The strength of a company’s brand will often make or break its licensing operation. The licensing sector of the retail industry is a market that relies heavily on the emotional connection that exists between a consumer and his or her favorite brands. This connection can stem from any number of places—a movie, a TV show, or even a candy bar—and, generally speaking, the more popular a brand is, the more success it will see in licensing.
The team at La Jolla, Calif.-based Dr. Seuss Enterprises is aware of this fact, and, fortunately for its licensing division, its founder’s reputation has continued to grow stronger and more widespread throughout recent decades.
Theodor Seuss Geisel was a one-of-a-kind author who dedicated many years of his life to penning children’s stories. As a result of his hard work and talent, the world has been blessed with a great number of timeless classics, such as The Cat In The Hat and How The Grinch Stole Christmas.
The late author, best known as Dr. Seuss, had an uncanny ability to create memorable characters, write catchy dialogue, and develop heartfelt storylines. As a result, he has become one of the world’s most beloved children’s authors. His stories have been passed down from generation to generation, and most are as popular today as they were in decades past.
Dr. Seuss Enterprises began to take advantage of its brand early on and has been licensing products for several years. One might assume that the stories’ characters would eventually lose momentum, but Susan Brandt, president of licensing and marketing, said this is not the case. Despite the decades that have passed, the brand’s characters continue to thrive.
“Dr. Seuss’s first book was written in 1937, and many others have celebrated 50- or 75-year anniversaries, yet the content remains relevant,” Brandt said. “The challenges related to keep our brand fresh and our products relevant to each new generation are mitigated by the excitement of discovery. Parents treasured these books when they were young, and most are eager to share that experience with their children.”

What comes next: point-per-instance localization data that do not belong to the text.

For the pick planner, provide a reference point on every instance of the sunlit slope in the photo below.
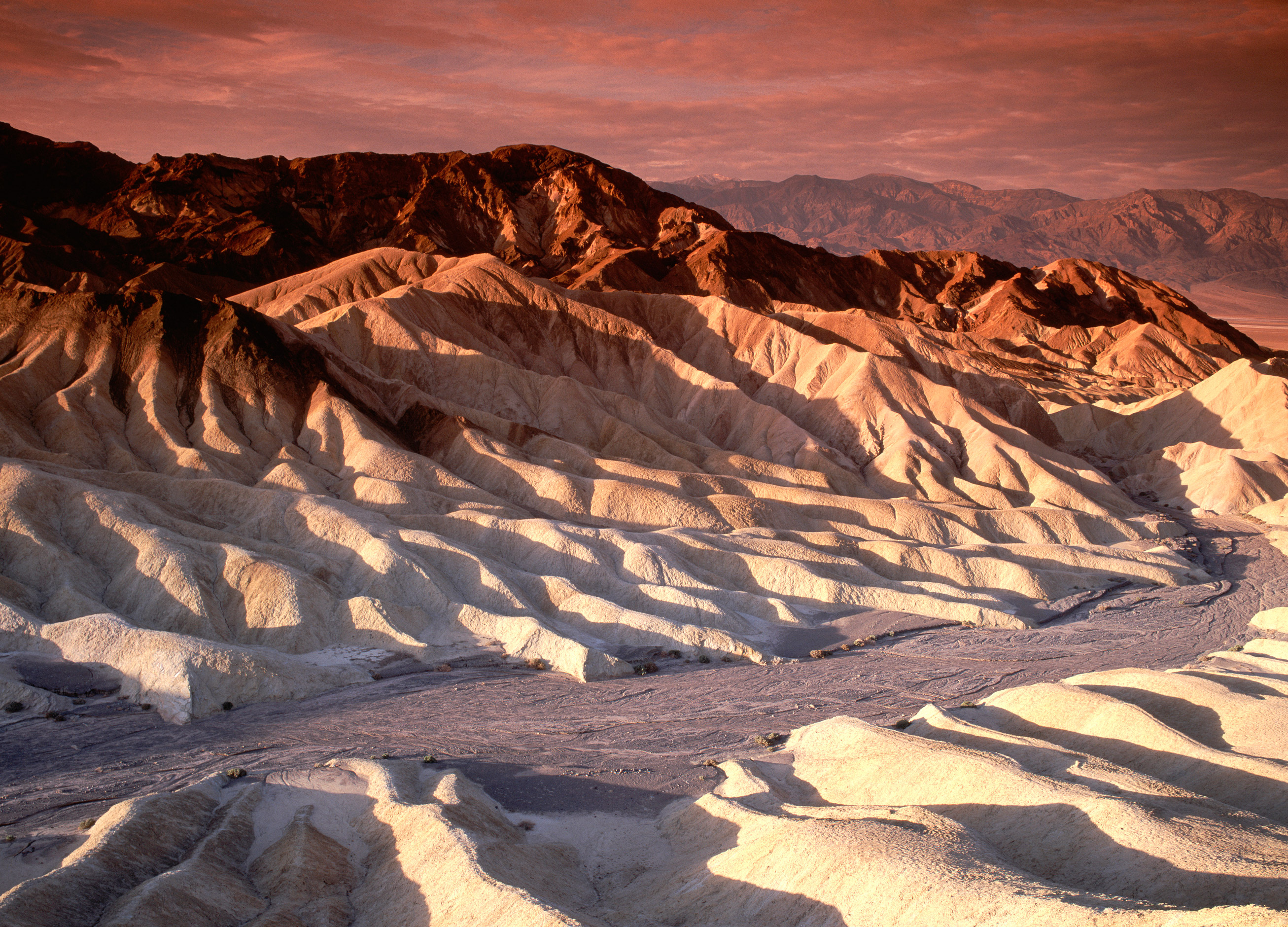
(1130, 797)
(370, 457)
(1220, 445)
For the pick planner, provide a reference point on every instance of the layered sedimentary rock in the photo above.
(432, 456)
(1179, 236)
(79, 219)
(1126, 797)
(1218, 447)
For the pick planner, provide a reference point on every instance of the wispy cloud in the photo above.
(1093, 99)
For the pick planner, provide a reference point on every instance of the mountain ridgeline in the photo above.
(74, 218)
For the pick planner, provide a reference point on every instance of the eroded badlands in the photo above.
(401, 456)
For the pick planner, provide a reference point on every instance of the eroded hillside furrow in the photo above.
(400, 454)
(1110, 798)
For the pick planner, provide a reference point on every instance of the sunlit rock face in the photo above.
(535, 408)
(437, 456)
(1126, 797)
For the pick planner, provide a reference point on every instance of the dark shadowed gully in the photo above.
(543, 742)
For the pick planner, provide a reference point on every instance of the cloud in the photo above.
(1093, 99)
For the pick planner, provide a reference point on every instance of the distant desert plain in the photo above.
(500, 539)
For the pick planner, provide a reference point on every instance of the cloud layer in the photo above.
(1091, 99)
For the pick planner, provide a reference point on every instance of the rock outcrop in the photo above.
(75, 219)
(436, 456)
(1179, 236)
(1127, 797)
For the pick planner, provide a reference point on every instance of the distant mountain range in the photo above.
(1183, 238)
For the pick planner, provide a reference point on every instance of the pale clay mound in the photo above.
(1126, 797)
(436, 457)
(1219, 447)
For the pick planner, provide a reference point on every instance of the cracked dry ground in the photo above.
(545, 742)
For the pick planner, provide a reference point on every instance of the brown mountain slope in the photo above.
(1178, 236)
(205, 225)
(429, 457)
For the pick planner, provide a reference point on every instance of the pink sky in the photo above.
(1091, 99)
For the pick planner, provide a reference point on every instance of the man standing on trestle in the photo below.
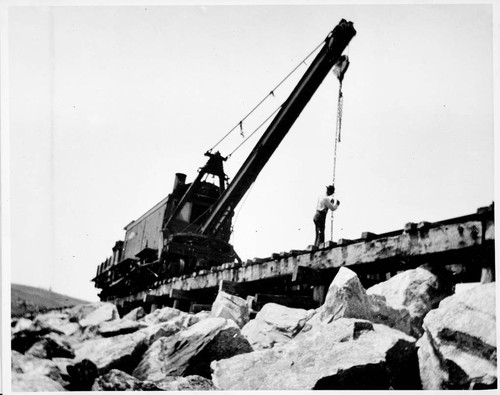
(325, 202)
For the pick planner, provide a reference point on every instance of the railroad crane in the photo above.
(189, 230)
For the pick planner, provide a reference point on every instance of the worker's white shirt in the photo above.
(326, 201)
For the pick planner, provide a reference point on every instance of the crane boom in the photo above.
(330, 53)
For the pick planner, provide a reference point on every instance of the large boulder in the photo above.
(459, 350)
(92, 314)
(22, 340)
(33, 382)
(274, 324)
(81, 375)
(123, 352)
(135, 314)
(116, 380)
(29, 364)
(188, 383)
(178, 355)
(58, 322)
(51, 348)
(118, 352)
(416, 291)
(162, 315)
(21, 325)
(346, 298)
(345, 354)
(231, 307)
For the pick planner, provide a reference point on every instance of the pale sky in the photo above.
(106, 104)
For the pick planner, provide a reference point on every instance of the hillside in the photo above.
(31, 300)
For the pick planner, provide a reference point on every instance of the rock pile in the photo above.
(407, 333)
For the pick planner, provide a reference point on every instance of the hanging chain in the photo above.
(338, 128)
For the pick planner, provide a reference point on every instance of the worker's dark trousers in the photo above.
(320, 220)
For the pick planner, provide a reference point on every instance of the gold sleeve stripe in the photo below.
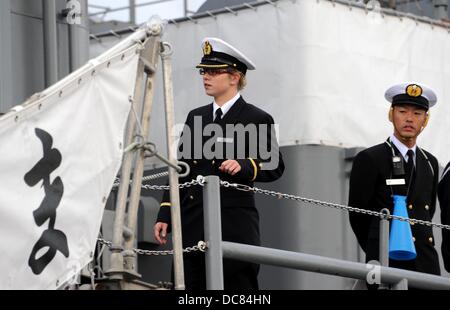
(255, 169)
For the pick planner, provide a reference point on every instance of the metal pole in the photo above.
(133, 12)
(440, 9)
(327, 265)
(177, 241)
(384, 243)
(213, 233)
(119, 217)
(79, 38)
(6, 101)
(150, 55)
(50, 42)
(185, 4)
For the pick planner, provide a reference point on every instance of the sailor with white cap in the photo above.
(223, 68)
(398, 167)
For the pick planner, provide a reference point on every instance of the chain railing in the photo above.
(202, 246)
(257, 190)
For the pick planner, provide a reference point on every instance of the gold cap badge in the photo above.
(207, 48)
(414, 90)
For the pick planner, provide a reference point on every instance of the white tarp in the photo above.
(59, 159)
(321, 70)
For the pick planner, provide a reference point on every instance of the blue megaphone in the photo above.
(401, 245)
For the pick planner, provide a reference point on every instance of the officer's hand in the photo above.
(230, 166)
(160, 232)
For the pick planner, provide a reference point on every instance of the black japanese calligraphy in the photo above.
(54, 240)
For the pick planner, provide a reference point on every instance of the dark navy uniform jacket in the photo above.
(240, 220)
(444, 202)
(368, 190)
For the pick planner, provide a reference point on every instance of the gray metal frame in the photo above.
(175, 213)
(398, 278)
(50, 42)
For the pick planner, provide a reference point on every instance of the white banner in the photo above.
(58, 161)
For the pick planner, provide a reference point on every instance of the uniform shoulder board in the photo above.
(446, 170)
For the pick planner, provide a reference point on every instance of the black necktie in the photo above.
(410, 163)
(218, 115)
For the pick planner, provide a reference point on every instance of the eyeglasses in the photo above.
(213, 72)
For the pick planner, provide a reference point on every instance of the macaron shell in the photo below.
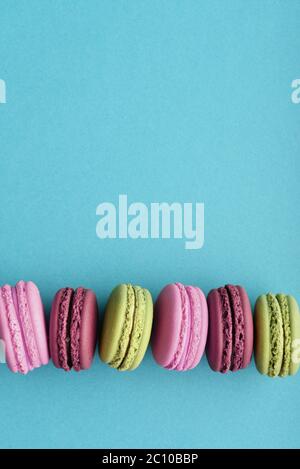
(11, 333)
(88, 330)
(262, 335)
(214, 346)
(117, 324)
(23, 315)
(38, 321)
(203, 327)
(12, 359)
(295, 334)
(198, 325)
(248, 326)
(148, 319)
(167, 325)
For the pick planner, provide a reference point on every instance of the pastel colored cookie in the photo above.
(126, 327)
(22, 327)
(73, 328)
(230, 331)
(180, 327)
(277, 335)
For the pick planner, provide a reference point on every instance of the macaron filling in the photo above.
(238, 328)
(137, 329)
(276, 336)
(285, 314)
(126, 330)
(76, 313)
(227, 329)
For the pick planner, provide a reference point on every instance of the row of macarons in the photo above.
(181, 326)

As new generations of young people begin to embrace the Dr. Seuss characters, the company’s licensing division is faced with the challenge of providing adequate support for the relationships. According to Brandt, she and her team are focused on delivering quality products and relevant messages to consumers, which, together, help get the job done.

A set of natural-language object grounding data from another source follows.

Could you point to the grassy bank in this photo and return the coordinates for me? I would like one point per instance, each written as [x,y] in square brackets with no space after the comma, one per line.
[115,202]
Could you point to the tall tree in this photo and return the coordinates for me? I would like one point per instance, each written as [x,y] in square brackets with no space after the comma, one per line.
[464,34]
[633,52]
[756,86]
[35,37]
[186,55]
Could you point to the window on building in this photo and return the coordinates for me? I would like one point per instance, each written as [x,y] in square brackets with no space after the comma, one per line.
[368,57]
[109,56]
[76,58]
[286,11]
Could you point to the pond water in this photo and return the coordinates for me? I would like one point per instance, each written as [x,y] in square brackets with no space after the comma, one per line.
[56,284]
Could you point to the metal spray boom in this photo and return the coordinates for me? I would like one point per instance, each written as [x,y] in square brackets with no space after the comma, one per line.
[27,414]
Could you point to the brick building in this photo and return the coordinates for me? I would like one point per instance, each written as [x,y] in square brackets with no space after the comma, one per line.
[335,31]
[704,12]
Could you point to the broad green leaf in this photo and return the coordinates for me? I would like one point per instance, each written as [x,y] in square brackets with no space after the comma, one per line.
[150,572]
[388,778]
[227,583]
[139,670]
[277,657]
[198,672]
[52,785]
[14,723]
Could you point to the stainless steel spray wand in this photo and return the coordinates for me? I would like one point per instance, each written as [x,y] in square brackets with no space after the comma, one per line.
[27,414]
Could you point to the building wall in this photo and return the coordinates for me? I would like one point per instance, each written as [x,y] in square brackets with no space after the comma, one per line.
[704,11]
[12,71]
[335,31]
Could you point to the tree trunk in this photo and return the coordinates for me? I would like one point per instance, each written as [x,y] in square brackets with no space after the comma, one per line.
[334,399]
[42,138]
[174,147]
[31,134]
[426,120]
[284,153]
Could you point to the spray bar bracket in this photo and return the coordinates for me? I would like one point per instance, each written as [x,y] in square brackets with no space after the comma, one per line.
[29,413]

Brandt and her team are focused in the US market, but Dr. Seuss Enterprises has established a strong reputation across all far-reaching corners of the world. In an effort to take advantage of that popularity, the company has developed a significant international presence.
The company’s books are available in 17 languages, and it licenses products in 95 countries across the globe. It’s built an especially strong presence in Europe and Australia, primarily through partnerships with local licensing agencies (Beanstock Group in Europe and The Newman Group in Australia).
Brandt said the agencies work under the direction of the US team but are encouraged to share ideas. “These agencies essentially take what we do in the US and apply it in their markets. We give our agents the freedom to do what they do best. We recognize that every market is different, and we realize they know the ins and outs of their markets better than anyone,” she explained, adding that continuous communication ensures all of the operations are aligned; regular meetings and biweekly phone calls allow the teams to share strategies, ideas, and feedback.
A new website is scheduled to launch this summer, which will make it easier than ever for the team at Dr Seuss Enterprises to reach out directly to its fans across the world. Designed to mirror traditional Seuss fashion, the interactive site is the definitive place for all things Seuss: it’s loaded with games and activities that target children, and there are several sections for adults, whether they be parents, educators, or simply fans.
The rhyming prose Dr. Seuss is known for is often as cute as the characters that light up his stories, but life lessons on topics like morality, integrity, and equality are at the heart of each story. Horton Hears a Who!, for instance, might seem silly on the surface, but a message on equality lies underneath: “A person’s a person, no matter how small,” the book reads. And in Oh, the Places You’ll Go!, Dr. Seuss writes, “You have brains in your head. You have feet in your shoes. You can steer yourself, any direction you choose.”
According to Brandt, these heartfelt messages are an essential part of the stories’ success, and she and her team often use them to bridge the gap between the books and licensed products. “One of the unique elements of our company involves the underlying themes that run through the books. The Lorax delivers a strong environmental message, for example, so we tied that to our Earth Day celebrations,” she explained.
Another factor the licensing team always takes into consideration is its target audience. The company’s licensing efforts are widespread; in addition to its two primary target populations (children and parents), it serves a third group: collectors.
“Identifying our target audience is the first step, and from there, we narrow down the product categories. Another thing that sets us apart is that we don’t license products in every possible category. Instead, we channel our efforts into our primary focus areas, which are apparel, toys, room décor, and collectibles,” Brandt said.
“We focus our efforts there, and we look to partner with the best of the best in those arenas,” she added. “We keep our eyes directed toward the marketplace and look at the products on the floor at any given time. If we come across a company that’s producing quality items, we try to align ourselves with them, and it really doesn’t matter whether or not they have any prior experience licensing.”
A film version of The Lorax is in development and will be released in March 2012, and an animated TV show starring the characters from The Cat In The Hat is set to debut on PBS this fall.